Egyptian journalist Mona Eltahawy’s speech at the J Street conference was more than just another good speech–it’s a further indication of the shift in discourse on the Middle East following the uprisings in Tunisia, Egypt and around the region. Slowly but surely, alternative narratives about the Middle East and Israel/Palestine, voiced by Arabs, are making a dent on how Americans think about the region.

Eltahawy didn’t mince words in speaking to the liberal Zionist lobby group, and she received a standing ovation. She called the 2008-09 assault on Gaza a “massacre” and told the audience that Arab “hatred for Israel… will not end until you lift the siege on Gaza and treat Palestinians with freedom and dignity.” It’s a message that, coming from a woman who has become one of the corporate media’s go-to people on the Middle East, is significant, and not something you would hear at some of the other J Street panels (Nachman Shai of Kadima said that Israel won’t lift the siege until Gilad Shalit is freed).

Eltahawy’s star speech at the conference is part of what is shattering the Zionist narrative on Israel/Palestine, and they’re not liking it one bit.

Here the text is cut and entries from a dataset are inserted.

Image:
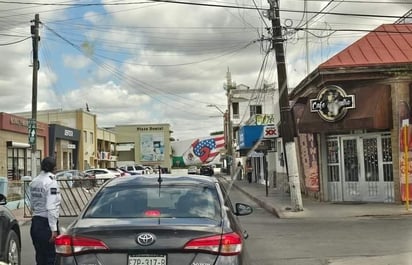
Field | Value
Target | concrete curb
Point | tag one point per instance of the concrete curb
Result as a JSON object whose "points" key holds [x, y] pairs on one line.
{"points": [[261, 203]]}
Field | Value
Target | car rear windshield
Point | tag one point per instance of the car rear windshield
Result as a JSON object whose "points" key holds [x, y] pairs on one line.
{"points": [[155, 202]]}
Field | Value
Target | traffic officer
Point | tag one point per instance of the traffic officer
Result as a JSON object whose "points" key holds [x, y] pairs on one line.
{"points": [[45, 205]]}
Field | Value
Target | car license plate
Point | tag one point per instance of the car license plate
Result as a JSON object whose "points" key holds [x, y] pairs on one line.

Ron Radosh at the neoconservative Pajamas Media goes after Eltahawy here. And Ben Sales, writing for the Jewish student magazine New Voices, derides the response Eltahawy got by saying the J Street crowd was “clapping for hate.”

Eltahawy’s speech is concerning to Radosh and others because it exposes Israel as what it is to an American audience: a state that is in deep trouble, a state that is an occupier state, a state that committed war crimes in Gaza. Indeed, as Phil Weiss put it, “the Egyptian revolution is coming–to the USA.” And Eltahawy is one of the leaders.